No hará falta precisar que el fragmento elegido participa de las dos tendencias estilísticas, la popular y la culta, nítidamente diferenciables en el conjunto de la novelita. A la primera adscribíamos el anacoluto (“el mejor remedio que hallo, pues el de hasta aquí no aprovecha, armaré por de dentro a estos ratones malditos”), la elisión (“grande y roto por algunas partes, aunque pequeños agujeros”), el cruce de construcciones (“Mas no quiso mi desdicha…, cerrase la puerta a mi consuelo y la abriese a mis trabajos”) y la abundancia de modismos (“¡tan blanco el ojo!”, “en dos credos”, “a destajo”) o de refranes (“escapé del trueno y di en el relámpago”). A la segunda, la aliteración (“moría mala muerte”), la perífrasis (“el que me mataba del hambre”), la antítesis (“el día que enterrábamos, yo vivía”), la paronomasia (“al tercero día me vino la terciana derecha”), o los procedimientos más complicados: comparación (“como quien toma gragea”), metáfora (“paraíso panal”), zeugma (“porque verá la falta [‘ausencia’] el que en tanta [‘necesidad’] me hace vivir”), etc.

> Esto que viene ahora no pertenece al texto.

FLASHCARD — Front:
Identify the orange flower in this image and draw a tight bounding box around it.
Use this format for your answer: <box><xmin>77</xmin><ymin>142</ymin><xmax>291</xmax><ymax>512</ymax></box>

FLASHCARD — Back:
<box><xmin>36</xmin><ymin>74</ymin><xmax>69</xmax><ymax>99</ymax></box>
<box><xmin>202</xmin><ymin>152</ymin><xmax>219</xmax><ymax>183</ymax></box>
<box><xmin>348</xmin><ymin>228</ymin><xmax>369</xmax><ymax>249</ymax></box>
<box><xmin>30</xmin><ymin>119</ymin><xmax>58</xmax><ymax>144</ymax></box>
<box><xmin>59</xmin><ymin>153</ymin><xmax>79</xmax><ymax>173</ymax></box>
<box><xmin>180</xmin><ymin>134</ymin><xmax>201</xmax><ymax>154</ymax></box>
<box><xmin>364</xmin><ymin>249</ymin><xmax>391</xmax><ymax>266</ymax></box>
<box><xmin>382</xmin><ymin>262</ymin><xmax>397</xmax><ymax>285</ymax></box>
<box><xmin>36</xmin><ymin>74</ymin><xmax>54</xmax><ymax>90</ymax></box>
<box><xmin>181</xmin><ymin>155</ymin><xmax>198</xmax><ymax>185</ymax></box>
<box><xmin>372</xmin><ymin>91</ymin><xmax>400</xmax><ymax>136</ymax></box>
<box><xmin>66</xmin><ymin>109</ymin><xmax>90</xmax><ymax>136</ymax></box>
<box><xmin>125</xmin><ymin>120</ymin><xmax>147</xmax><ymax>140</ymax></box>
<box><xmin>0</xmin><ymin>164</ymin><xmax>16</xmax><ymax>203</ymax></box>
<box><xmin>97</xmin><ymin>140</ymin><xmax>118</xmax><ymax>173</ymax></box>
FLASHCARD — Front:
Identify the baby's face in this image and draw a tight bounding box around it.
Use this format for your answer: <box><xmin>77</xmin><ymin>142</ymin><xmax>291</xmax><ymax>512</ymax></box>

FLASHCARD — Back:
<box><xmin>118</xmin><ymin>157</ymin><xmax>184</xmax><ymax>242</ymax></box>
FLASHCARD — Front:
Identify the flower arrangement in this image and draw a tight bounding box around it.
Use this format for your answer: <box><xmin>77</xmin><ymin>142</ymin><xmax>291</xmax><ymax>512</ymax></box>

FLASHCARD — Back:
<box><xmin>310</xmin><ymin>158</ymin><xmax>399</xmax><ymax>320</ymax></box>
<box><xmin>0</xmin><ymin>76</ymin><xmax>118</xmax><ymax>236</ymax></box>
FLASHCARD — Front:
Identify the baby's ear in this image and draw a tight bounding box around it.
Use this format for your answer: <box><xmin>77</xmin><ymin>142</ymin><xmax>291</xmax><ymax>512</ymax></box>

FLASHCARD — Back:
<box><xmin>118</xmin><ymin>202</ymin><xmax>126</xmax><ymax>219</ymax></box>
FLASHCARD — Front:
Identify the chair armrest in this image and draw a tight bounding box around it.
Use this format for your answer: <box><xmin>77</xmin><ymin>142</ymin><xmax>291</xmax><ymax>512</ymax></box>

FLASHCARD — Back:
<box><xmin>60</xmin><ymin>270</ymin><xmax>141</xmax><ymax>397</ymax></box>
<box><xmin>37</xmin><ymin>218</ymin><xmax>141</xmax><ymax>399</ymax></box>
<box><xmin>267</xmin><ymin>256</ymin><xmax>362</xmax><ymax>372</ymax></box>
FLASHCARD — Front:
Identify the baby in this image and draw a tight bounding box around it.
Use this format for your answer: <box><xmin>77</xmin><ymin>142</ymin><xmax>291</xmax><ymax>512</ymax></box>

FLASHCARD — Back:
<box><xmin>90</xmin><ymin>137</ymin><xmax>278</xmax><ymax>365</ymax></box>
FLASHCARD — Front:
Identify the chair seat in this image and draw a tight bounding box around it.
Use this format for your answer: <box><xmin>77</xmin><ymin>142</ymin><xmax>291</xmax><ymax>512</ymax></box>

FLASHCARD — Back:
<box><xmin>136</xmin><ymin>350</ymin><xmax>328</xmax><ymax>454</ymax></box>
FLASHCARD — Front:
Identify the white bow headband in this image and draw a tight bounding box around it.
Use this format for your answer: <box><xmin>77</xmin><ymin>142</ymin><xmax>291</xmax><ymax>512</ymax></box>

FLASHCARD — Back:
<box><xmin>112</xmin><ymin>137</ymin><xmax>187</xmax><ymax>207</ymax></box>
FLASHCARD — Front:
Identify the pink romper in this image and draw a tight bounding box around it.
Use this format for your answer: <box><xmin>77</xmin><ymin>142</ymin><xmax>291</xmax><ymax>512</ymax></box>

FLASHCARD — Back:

Y, por supuesto, también aquí se agolparán todos esos procedimientos expresivos para crear un entramado contextual tan deslumbrante como endemoniadamente irónico. Pongamos que sea a propósito del tullido arcaz, genialmente personificado aquí para aliarse con las miserias del muchacho en contra de las crueldades clericales:
voyme al triste arcaz, y, por do había mirado tener menos defensa, le acometí con el cuchillo, que a manera de barreno dél usé. Y, como la antiquísima arca, por ser de tantos años, la hallase sin fuerza y corazón, antes muy blanda y carcomida, luego se me rindió y consintió en su costado, por mi remedio, un buen agujero. Esto hecho, abro muy paso la llagada arca
… … …
–Este arcaz está tan maltratado y es de madera tan vieja y flaca, que no habrá ratón a quien se defienda. Y va ya tal, que si andamos más con él, nos dejará sin guarda; y aun lo peor que, aunque hace poca, todavía hará falta faltando y me pondrá en costa de tres o cuatro reales. El mejor remedio que hallo, pues el de hasta aquí no aprovecha: armaré por de dentro a estos ratones malditos.
Desde luego, se mire por donde se mire, salta a la vista que el anónimo creador de La vida de Lazarillo de Tormes, y de sus fortunas y adversidades ahorró sólo en el nombre, pero no escatimó en el despilfarro de recursos literarios de toda suerte que terminarían inmortalizando su obra.